Zur Wassertemperatur, momentan wo wir so 26-30 Grad hatten, liefert die Quelle maximal 15 Grad kaltes Wasser. Das heisst, bei meinem Schwimmteich von etwa 100-120m3 bräuchte es rund 10-12 Tage um die gesamte Teichwassermenge einzubringen/umzuwälzen, ob das reicht, damit der Teich anständig warm wird (Badetemperatur) weis ich jetzt halt noch nicht.

So das Wochenende wurde mal wieder etwas gearbeitet.

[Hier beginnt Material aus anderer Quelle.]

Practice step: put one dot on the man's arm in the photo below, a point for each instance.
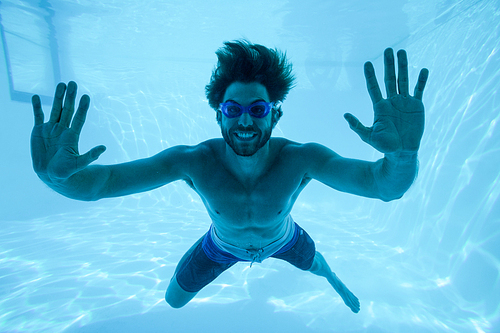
(56, 160)
(397, 129)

Mein neues Mulchgerät für den Bagger ist endlich geliefert worden.
  

Damit habe ich den Samstag mit dem Zurechtmähen des Wildwuchses zugebracht.
  

Hier das Resultat des Tages, beide alten Weiher zur hälfte gemäht/gerodet, sowie noch eine Rampe gebaggert, damit ich in die Teiche fahren und auch den Rest mähen kann.
 

Es wurde noch viel Material unter den Dornen gefunden, alte Steinplatten ein Kieshaufen, alles Zeugs das ich für den Teichbau praktisch brauchen kann.


----------



## lord_drizzt78 (24. Juni 2018)

Am Wochenende wurde wieder mal etwas gearbeitet.

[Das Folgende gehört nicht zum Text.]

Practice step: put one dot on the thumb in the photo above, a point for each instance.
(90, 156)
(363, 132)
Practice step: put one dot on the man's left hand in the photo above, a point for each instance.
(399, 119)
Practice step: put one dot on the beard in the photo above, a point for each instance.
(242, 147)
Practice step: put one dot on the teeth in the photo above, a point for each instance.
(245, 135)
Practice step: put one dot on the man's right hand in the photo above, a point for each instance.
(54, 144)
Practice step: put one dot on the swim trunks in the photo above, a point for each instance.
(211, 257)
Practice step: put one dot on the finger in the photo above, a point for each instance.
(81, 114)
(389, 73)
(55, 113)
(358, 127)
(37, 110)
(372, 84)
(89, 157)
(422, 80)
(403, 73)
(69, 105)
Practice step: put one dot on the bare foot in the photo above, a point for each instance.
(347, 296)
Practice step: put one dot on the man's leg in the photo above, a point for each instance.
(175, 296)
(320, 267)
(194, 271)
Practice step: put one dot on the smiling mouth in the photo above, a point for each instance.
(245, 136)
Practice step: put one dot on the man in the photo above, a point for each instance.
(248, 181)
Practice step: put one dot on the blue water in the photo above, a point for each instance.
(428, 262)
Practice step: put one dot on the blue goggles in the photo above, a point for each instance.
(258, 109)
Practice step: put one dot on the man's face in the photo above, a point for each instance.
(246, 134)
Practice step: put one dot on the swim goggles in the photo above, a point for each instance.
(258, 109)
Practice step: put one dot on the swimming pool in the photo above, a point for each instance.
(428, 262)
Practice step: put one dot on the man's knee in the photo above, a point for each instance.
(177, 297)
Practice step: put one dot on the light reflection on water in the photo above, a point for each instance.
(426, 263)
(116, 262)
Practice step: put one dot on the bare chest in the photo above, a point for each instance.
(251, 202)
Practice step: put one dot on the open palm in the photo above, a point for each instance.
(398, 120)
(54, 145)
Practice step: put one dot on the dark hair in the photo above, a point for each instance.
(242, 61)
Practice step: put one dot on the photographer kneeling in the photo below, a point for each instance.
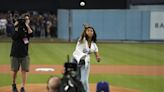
(70, 81)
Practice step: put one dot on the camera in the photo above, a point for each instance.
(70, 69)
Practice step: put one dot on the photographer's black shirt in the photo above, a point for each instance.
(19, 46)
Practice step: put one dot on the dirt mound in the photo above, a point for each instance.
(42, 88)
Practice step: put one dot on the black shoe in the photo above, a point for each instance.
(22, 89)
(14, 88)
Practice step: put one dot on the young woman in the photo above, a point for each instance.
(85, 46)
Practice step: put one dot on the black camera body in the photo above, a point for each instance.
(21, 23)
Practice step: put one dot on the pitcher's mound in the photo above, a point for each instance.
(42, 88)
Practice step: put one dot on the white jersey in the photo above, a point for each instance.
(82, 50)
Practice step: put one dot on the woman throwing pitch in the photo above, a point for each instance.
(85, 46)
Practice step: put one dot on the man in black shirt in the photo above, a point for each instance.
(19, 50)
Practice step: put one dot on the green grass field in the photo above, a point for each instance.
(112, 54)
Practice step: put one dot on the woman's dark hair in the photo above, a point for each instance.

Die alten Teiche wurden nun komplett gemäht /gemulcht.
Das ist der grosse Teich.
  

und das der kleine Teich.
  

Anschliessend sind erst mal alle Baumstrünke ausgebaggert worden.
  

Im Ansatz die Geländedaten eingemessen und ein 2d Geländemodell der alten Teiche gezeichnet.
  

Jetzt habe ich mal den ersten Entwurf wie ich den Schwimmteich etwa anlegen möchte. Die beiden alten kleine Teiche werde zu einem Grossen verbunden. Geplant wären also zirka 34 x 13 m und 2,7m tief. 2-4 BA und 2-3 Skimmer und mit einer Bepflanzung welche etwa 45% der Teichoberfläche einnimmt. Die Bodenabläufe und die Skimmer werden nicht mit einer Pumpe betrieben, sondern sollen nur als Überlauf dienen für das Frischwasser zirka 15'000l am Tag. 
Hat da bereits jemand Erfahrung mit, ohne Filter und Pumpe, nur mit ständigem Frischwasser und der Bepflanzung den Teich "sauber" halten?


----------



## Zacky (24. Juni 2018)

lord_drizzt78 schrieb:


> 2-4 BA und 2-3 Skimmer...Die Bodenabläufe und die Skimmer werden nicht mit einer Pumpe betrieben, sondern sollen nur als Überlauf dienen für das Frischwasser zirka 15'000l am Tag.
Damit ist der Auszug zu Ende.